Left Ventricular Hypertrophy.

The presence of left ventricular hypertrophy (LVH) as a treatable entity is of particular importance in patients with primary hypertension. Because LVH is associated with a strong risk of adverse clinical events (eg, heart failure, ischemic events, and cardiovascular death) and because evidence from retrospective studies suggests that regression of LVH, along with a decrease in blood pressure, may help modify these outcomes, the use of antihypertensive agents that have been shown to promote regression of LVH has been recommended. These include diuretics, beta-blockers (except those with intrinsic sympathomimetic activity ), angiotensin-converting enzyme (ACE) inhibitors, calcium channel blockers, peripheral alpha(1)-blockers, and central alpha(2)-stimulators. Agents to be avoided include direct arterial vasodilators (eg, hydralazine and minoxidil), which have strong sympathetic stimulating properties and tend to maintain LVH despite lowering blood pressure. The use of ACE inhibitors is increasing.
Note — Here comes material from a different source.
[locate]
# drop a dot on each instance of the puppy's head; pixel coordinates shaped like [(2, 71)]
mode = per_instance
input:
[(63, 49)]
Unfortunately, the cost of these agents is higher than that of some other classes of agents, such as diuretics, which show excellent evidence of regression of hypertrophy. African-American and elderly persons, in particular, may benefit from diuretics for treatment of hypertension as well as reduction of left ventricular (LV) mass. Beta-blockers should be considered in the elderly, especially those with greatly thickened LV walls and small chamber sizes, factors associated with hyperdynamic systolic performance, systolic midcavity obliteration, and diastolic relaxation abnormalities on echocardiography. Calcium channel blockers may also be useful in patients with LVH who have normal systolic performance and diastolic compliance abnormalities. The purpose of serial echocardiographic studies in patients already being treated for hypertension is to ensure that LV geometry has not worsened and that function is unchanged or improved (especially with respect to previously noted diastolic Doppler inflow abnormalities). Considerable changes in estimated LV mass (>60 g on serial intrapatient evaluation) are needed before the clinician can conclude with confidence that LV mass has decreased. More specific definitive recommendations based on the outcomes of current large-scale clinical trials are awaited.